À cet instant, je me suis sentie redevenir une petite fille, comme autrefois, quand les bras de ma mère étaient le refuge le plus sûr et le sourire de mon père le plus beau cadeau de ma vie.
Mon père est sorti de la cuisine et a demandé :
— Tu ne veux pas nous raconter quelque chose ?
Un sentiment d’enfance m’a envahie à nouveau, me rappelant ces moments où j’attendais impatiemment le retour de mon père du travail, à 16 heures. Quand il arrivait, je lui ouvrais la porte, et il se tenait là, derrière, avec un grand sourire et deux livres emballés dans un sac en plastique. Il me saluait, m’embrassait, puis se dirigeait vers sa chambre pour se changer.
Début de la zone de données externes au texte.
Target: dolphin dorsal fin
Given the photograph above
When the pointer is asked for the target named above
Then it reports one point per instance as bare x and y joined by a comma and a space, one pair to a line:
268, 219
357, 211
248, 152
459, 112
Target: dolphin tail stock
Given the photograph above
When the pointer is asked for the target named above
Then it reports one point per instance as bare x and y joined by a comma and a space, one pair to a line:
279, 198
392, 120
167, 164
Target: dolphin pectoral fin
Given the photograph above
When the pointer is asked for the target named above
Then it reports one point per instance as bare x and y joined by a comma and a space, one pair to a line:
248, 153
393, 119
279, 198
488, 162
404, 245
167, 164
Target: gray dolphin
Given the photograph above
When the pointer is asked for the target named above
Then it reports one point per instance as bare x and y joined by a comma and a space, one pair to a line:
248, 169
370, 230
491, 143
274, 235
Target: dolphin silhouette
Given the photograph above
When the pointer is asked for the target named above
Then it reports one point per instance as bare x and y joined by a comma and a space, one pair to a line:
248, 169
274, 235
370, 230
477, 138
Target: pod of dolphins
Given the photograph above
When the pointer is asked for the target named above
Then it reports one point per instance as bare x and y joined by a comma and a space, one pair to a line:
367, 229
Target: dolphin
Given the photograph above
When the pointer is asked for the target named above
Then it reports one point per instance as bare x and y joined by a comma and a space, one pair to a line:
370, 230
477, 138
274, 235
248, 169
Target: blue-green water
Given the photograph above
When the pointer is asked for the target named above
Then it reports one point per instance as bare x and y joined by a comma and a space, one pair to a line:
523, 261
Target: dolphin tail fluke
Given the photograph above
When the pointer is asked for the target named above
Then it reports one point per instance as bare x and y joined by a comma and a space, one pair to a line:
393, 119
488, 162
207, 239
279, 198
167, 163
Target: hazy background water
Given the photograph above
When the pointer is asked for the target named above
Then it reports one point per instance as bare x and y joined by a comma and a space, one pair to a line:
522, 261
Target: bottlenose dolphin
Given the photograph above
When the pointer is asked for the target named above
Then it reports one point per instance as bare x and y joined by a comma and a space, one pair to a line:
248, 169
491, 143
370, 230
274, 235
Et moi, je le suivais partout, racontant ma journée. Il me demandait :
— Alors, raconte-moi, qu’as-tu appris aujourd’hui ?
Avec enthousiasme, je lui récitais un poème appris à l’école, et il écoutait attentivement tout en rangeant ses nouveaux livres sur les étagères. Ensuite, il se tournait vers moi, souriant, et disait :
— Bravo, ma fille, c’était excellent !
Puis, il me donnait quelques pièces :
— Va t’acheter une glace pendant que je me change.
Ce soir-là, mes parents et moi avons parlé jusqu’à tard, partageant toutes ces choses dites et non dites. Au moment de dormir, ma mère m’a tendu une couverture qui avait toujours été la mienne, accompagnée de mon oreiller préféré, avec sa taie rose ornée de deux roses brodées.
— Dors sur le lit près du radiateur pour ne pas avoir froid, m’a-t-elle dit.
En entrant dans la chambre, j’ai posé mon oreiller sur le lit et me suis allongée. Cet oreiller m’avait tellement manqué ! Fait de plumes, c’était un trésor que je n’avais retrouvé nulle part ailleurs. Et cette couverture, plus chaude qu’aucune autre au monde…
Je fermai les yeux, me laissant envelopper par ce sentiment de bonheur. Soudain, une pensée fulgurante m’a traversé l’esprit : j’ai compris ce que j’avais perdu. Oui, j’avais laissé ma tranquillité derrière moi, et elle ne circulait que dans cette maison, auprès de mes proches.
Les larmes aux yeux, je me suis réveillée. Mais il n’y avait ni oreiller ni couverture. J’étais seule, allongée sur un lit dur, dans cette chambre où j’avais toujours partagé ma solitude.